AI Act: The Great Divider of AI Practice?
Until now, the maturity of organizations for creating AI applications existed on a continuum. The proposed AI Act is set to establish a maturity threshold, dividing organizations into two groups: those that can comply with regulations and continue to develop AI systems themselves, and those that cannot.
What is the Artificial Intelligence Act?
In recent years, Artificial Intelligence (AI) has seen colossal investments, reaching $500 billion worldwide in 2023. This surge has led to significant advancements, including the development of foundation models like ChatGPT. The potential contribution of AI to the global economy is estimated to reach $15.7 trillion by 2030. The increasing use of AI across sectors like healthcare, financial services, and retail has highlighted the need for controlling potential risks and abuses, prompting the development of AI-specific legislative frameworks. The European Union aims to take the lead with its Artificial Intelligence Act.
The AI Act defines AI systems as “software that can generate results that influence its environment, created by machine learning, logic, and knowledge-based or statistical approaches.” This broad definition necessitates categorizing AI systems according to their risk level and applying differentiated requirements, particularly as many impactful systems will be classified as ‘high risk’.
Pitfalls Organizations Might Struggle to Avoid
While the final regulations are yet to be established, the intentions of the legislators are becoming clear. This analysis connects those intentions regarding high-risk AI systems with common struggles faced by AI teams in practice.
Lack of Data Governance
Once the new European regulation is enacted, organizations must define proper data governance principles for datasets used in AI development. This encompasses dataset design, collection, preparation (cleaning, enrichment, labeling), and quality, particularly regarding potential bias. Many companies have not fully organized themselves around these principles, leading to informal cultures that may persist, resulting in non-compliance with AI Act intentions.
Insufficient Testing
The regulation emphasizes the need for appropriate testing procedures, including train-test splitting, formalized metrics, and probabilistic thresholds to ensure compliance with best practices. However, creating sufficient train-test splits proves challenging, even for experienced data scientists, often leading to inadequate benchmarking against relevant metrics.
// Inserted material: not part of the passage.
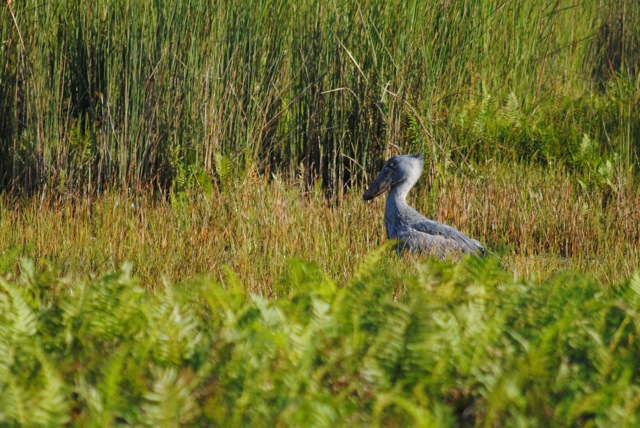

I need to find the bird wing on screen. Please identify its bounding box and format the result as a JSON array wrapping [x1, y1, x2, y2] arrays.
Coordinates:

Insufficient Risk Management
The proposal requires organizations to establish, implement, and maintain a risk management system that involves the iterative identification and analysis of known and foreseeable risks. This may be problematic for organizations new to AI, as effective risk frameworks require maturity, and immature frameworks can stifle innovation.
Insufficient Post-Market Monitoring
Beyond AI system creation, providers must implement a post-market monitoring system to assess continuous compliance with regulations. This involves collecting and analyzing information from users throughout the AI system’s lifecycle, addressing long-term risks. Many companies currently fail to adequately monitor value or risks associated with their AI solutions.
Insufficient Technical Documentation
Producers of AI systems are obligated to provide transparency by maintaining scrupulous technical documentation. This includes system descriptions, interactions with external software/hardware, development processes, risks, and compliance systems. Many organizations lack the necessary maturity to fulfill these documentation standards.
Impact on the AI Development Landscape
The common deficiencies in current practices, combined with the forthcoming requirements of the AI Act, present significant challenges. The EU’s approach, reminiscent of the GDPR, aims to create a forward-looking regulation that allows room for innovation. However, it also clearly defines a playing field that demands maturity and risk awareness from organizations.
As a result, organizations may face a division: those mature enough to develop high-risk AI systems and those that will struggle to do so. Early-stage companies, often lacking governance emphasis, may find their experimentation limited or forced to tackle broader organizational developments.
In conclusion, while the AI Act aims to efficiently address important risks, the potential for severe fines—up to €30 million or 6% of annual turnover—could lead to a stark division in the AI landscape.